Men of law, not faith
The Supreme Court seems to have learnt from its mistakes in Bhopal case while setting terms for Ayodhya mediation. However, it must relook at the panel.
Memories of the Union Carbide case came rushing to mind when I read the order in the Ayodhya case by a five-judge bench of the Supreme Court (SC) ordering a formal mediation. There, too, a settlement was recorded, but behind the backs of the parties; a settlement in which only the Union of India and Union Carbide were parties and the victims were ignored. The settlement absolved Union Carbide of all criminal and civil liability for a paltry sum of $450 million. Later, due to the protest of the victims, the criminal proceedings were restored and are still going on. Remember, the disaster occurred in 1984.

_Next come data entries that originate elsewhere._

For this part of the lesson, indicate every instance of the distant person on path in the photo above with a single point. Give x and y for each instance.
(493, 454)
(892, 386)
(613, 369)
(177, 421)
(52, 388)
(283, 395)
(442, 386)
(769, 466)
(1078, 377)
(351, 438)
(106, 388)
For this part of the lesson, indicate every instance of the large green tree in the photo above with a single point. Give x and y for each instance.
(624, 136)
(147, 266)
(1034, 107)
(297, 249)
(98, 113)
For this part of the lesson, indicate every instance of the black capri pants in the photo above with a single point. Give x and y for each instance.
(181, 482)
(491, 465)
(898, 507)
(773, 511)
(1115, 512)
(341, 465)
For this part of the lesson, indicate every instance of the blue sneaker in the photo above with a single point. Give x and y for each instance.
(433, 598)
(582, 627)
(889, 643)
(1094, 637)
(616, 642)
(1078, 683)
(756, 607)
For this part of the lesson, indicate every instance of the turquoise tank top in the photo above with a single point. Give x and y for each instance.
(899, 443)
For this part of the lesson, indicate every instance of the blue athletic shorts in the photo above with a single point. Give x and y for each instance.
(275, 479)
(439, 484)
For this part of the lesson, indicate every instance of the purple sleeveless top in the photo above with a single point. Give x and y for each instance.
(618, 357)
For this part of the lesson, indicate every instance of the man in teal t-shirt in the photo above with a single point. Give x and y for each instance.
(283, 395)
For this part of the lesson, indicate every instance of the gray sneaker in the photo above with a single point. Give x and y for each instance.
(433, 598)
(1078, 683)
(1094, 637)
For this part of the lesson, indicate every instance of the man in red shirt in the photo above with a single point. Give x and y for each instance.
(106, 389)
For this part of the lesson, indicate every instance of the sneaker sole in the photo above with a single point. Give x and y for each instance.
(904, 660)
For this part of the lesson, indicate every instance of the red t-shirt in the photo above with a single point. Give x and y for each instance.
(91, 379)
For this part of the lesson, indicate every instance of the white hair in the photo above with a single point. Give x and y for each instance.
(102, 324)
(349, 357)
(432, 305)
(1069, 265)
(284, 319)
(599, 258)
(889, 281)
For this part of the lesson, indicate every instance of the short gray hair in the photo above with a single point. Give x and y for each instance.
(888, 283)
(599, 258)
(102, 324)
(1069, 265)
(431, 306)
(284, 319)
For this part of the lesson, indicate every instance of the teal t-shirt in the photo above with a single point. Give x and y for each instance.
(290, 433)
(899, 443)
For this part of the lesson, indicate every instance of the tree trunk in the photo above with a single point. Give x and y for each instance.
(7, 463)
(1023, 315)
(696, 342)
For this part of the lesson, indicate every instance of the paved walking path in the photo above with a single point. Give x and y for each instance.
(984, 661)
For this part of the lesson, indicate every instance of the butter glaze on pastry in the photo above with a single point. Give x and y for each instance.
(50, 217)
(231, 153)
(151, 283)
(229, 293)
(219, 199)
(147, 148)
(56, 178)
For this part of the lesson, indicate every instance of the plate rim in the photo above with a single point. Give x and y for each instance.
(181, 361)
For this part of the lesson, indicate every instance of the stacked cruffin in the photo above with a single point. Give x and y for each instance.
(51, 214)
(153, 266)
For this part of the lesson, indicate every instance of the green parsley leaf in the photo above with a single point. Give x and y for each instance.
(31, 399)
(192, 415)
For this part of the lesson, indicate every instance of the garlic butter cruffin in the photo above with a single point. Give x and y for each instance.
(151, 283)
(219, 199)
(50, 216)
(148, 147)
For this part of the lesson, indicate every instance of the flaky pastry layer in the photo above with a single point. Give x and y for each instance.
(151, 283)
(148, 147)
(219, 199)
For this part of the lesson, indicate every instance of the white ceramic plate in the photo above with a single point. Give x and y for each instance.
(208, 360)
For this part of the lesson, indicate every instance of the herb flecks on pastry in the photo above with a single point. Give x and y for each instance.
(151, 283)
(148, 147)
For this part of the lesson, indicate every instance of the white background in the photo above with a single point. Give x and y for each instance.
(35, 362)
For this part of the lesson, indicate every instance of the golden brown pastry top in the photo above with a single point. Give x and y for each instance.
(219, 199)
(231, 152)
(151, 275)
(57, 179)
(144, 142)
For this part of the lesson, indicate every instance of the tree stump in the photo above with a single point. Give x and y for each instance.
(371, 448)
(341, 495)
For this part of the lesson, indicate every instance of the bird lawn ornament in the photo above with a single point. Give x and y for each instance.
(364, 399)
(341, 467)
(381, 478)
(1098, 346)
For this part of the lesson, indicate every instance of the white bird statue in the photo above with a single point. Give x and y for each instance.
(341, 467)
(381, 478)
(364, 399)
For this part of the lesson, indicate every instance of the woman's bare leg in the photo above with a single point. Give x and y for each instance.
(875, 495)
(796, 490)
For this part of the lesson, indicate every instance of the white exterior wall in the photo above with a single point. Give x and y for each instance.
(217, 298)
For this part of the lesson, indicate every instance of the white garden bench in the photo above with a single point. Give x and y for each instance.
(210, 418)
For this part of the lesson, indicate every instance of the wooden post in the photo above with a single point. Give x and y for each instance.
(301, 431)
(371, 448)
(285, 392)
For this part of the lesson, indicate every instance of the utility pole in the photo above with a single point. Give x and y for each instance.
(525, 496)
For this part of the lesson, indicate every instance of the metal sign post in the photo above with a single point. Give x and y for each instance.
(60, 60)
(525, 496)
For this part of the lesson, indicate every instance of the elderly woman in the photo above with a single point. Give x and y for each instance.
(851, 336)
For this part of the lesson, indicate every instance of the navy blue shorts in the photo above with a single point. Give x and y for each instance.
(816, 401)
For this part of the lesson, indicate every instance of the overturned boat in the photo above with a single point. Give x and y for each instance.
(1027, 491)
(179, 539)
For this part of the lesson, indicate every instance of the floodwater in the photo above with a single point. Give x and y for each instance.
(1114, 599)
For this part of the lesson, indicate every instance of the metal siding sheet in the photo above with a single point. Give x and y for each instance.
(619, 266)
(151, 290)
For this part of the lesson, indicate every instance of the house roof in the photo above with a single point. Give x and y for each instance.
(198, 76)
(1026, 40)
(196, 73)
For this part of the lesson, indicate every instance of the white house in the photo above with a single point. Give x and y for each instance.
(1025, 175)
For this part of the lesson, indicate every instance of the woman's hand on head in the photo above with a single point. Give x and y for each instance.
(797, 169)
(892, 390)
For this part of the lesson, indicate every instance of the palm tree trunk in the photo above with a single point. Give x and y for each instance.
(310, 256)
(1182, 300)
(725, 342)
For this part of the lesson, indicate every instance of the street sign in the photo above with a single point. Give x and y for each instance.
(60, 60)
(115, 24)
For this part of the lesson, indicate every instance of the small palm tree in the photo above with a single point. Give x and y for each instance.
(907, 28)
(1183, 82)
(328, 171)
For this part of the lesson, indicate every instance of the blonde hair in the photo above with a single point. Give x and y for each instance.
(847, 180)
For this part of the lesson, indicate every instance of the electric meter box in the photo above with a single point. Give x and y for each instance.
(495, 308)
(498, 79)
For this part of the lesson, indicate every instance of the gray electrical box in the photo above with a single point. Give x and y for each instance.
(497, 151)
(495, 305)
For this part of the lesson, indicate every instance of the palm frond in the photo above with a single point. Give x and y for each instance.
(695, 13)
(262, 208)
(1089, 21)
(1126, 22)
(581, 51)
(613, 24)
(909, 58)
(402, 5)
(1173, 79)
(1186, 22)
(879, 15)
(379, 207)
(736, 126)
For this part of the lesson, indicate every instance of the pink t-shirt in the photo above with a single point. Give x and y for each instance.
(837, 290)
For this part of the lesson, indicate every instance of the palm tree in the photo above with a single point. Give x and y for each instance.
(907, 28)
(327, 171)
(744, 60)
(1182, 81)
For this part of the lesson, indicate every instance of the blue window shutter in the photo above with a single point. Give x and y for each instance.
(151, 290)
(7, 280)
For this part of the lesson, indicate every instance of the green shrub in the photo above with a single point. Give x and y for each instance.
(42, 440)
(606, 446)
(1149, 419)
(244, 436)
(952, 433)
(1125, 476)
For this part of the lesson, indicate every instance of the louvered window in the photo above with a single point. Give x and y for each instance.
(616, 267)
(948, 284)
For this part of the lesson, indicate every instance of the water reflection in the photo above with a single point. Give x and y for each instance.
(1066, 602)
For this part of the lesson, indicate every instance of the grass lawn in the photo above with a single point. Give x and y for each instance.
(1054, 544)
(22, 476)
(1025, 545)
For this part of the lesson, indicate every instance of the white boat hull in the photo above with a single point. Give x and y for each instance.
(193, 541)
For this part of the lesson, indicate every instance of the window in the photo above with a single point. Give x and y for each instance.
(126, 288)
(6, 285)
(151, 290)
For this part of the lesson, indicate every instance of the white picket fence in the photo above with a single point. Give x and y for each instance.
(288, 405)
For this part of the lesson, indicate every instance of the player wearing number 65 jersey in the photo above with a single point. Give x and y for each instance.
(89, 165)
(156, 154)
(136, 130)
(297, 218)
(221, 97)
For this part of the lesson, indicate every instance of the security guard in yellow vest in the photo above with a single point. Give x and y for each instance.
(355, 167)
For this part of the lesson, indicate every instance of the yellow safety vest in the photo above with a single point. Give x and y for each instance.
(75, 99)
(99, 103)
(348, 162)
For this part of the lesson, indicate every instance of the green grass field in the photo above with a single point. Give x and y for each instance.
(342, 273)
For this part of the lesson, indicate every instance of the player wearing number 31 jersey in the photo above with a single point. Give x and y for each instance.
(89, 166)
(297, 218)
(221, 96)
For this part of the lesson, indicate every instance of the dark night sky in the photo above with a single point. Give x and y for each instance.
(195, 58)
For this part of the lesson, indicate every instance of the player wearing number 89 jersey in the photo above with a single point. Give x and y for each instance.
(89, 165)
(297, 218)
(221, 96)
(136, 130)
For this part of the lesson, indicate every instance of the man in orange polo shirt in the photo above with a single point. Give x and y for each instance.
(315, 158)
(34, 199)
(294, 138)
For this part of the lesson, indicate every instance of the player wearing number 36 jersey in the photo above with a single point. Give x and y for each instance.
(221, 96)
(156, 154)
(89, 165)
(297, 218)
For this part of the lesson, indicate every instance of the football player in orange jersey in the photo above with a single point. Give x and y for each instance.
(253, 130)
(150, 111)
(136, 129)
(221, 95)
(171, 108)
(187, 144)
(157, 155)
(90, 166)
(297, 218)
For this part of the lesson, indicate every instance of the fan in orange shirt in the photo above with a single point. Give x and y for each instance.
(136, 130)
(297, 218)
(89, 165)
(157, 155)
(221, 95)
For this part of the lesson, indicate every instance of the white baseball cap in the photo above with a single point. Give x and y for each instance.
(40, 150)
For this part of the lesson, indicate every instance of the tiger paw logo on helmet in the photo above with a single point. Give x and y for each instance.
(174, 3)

The SC has learnt from that mammoth mistake. This time, the affected parties participated in the proceedings. Some of them did object to the proposed mediation on the ground that these were “matters of faith” but the Court went ahead and appointed mediators.
The Court records there is lack of consensus on the need for mediation but having regard to the “nature of the dispute” feels compelled to order that “an attempt should be made to settle the dispute by mediation”. The Court has not clarified under what provision of law the order has been passed but feels inspired by Section 89 of the Civil Procedure Code. The Section applies for settling of disputes “outside court” when it appears to the court that “elements of a settlement” exist. The Section visualised several modes of settlement — arbitration, conciliation, judicial settlement or mediation. If the mediation is under the Arbitration and Conciliation Act 1996, it is binding as an award. This order is clearly not under the Arbitration and Conciliation Act, which is welcome. The SC has left open the question of challenge to any possible terms of settlement under the law, indicating clearly that a settlement cannot be forced on anyone.
We must thereof assume that inspired by Section 89, the SC has directed the parties to attempt to settle the dispute, leaving both parties to contest the possible terms of the settlement and make it non-binding. We must assume that the Court has exercised its inherent powers under Order LV Rule 6 which says, “Nothing in these rules shall be deemed to limit or otherwise affect the inherent powers to make such orders as may be necessary to meet the ends of justice or prevent abuse of the process of the court.”
In doing this, the SC has behaved in a statesman-like manner, leaving its judicial role to surface later. It seems the Court was of the opinion that certain disputes are not quite easy of judicial resolution and require a “healing touch”. After all, no court wants to see its own judgments violated and slandered, as with the Sabarimala judgment. Settlement by consensus is one way of settling a dispute, provided that both parties negotiate on an equal basis. In this case, unfortunately, the negotiation is taking place in the shadow of the demolition of the Babri Masjid and no responsibility had been fixed on the political party, the same party that is in power today and that spearheaded the demolition in 1992. The bargaining position is, therefore, not equal. The Court should have put in place safeguards to correct this imbalance. Keeping the proceedings confidential is not a sufficient safeguard. Keeping out political or electoral considerations would be more important.